Nous connaissons tous cette sensation de doom-scrolling, l'engourdissement sans but du cerveau. Mais il s'avère que ce sentiment a un nom – et une étude évaluée par des pairs pour l'étayer.

Le Rapport sur le Bonheur Mondial, publié par le Wellbeing Research Centre de l'Université d'Oxford, a confirmé ce que vos pouces fatigués soupçonnaient déjà : une utilisation excessive des réseaux sociaux nuit au bien-être, en particulier pour les filles du monde occidental.

« Si vous utilisez les réseaux sociaux une heure par jour, c'est super, vous êtes connecté », déclare Michael Plant, chercheur au Wellbeing Research Centre, dans ce qui ressemble à une interprétation généreuse d'un fil d'actualité rempli de publicités et d'opinions tranchées. « Mais le rapport a montré une corrélation entre le temps passé sur les réseaux sociaux et une perte de bien-être plus importante. »

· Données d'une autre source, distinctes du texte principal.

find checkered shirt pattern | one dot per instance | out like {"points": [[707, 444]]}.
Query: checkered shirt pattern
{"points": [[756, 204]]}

Le rapport ne sait pas pourquoi le monde occidental est plus touché, mais il a constaté que le bien-être des moins de 25 ans aux États-Unis, au Canada, en Australie et au Royaume-Uni a chuté de façon spectaculaire au cours de la dernière décennie – coïncidence, la même période où les réseaux sociaux sont passés d'une distraction amusante à un dieu numérique omniprésent.

Plant admet avoir été « initialement sceptique quant à la négativité sur les réseaux sociaux » mais que « les preuves s'accumulent ». Il note que les jeunes d'aujourd'hui ne fument pas, ne se droguent pas et n'ont pas beaucoup de relations sexuelles comme sa génération – ils ont juste les réseaux sociaux. Et les plateformes, ajoute-t-il, « sont conçues pour maintenir l'engagement », ce qui est une façon polie de dire qu'elles sont conçues pour vous faire fixer un écran jusqu'à ce que votre cou vous fasse mal.

Sydney Grows, créatrice de contenu fitness qui « a endossé ce rôle » après avoir posté des TikToks depuis 2021, appelle cela « un rêve ». Elle promeut l'authenticité avec des interactions en salle de sport et des événements sportifs, essayant activement d'être un espace positif. Mais elle connaît aussi les inconvénients : « J'ai tendance à bloquer les commentaires négatifs ; j'ai quatre ans de pratique pour développer ma résilience. Mais vous savez, vous recevez 100 commentaires positifs et ça ne rentre pas, mais ensuite vous en recevez un négatif et ça devient personnel et ça fait mal. »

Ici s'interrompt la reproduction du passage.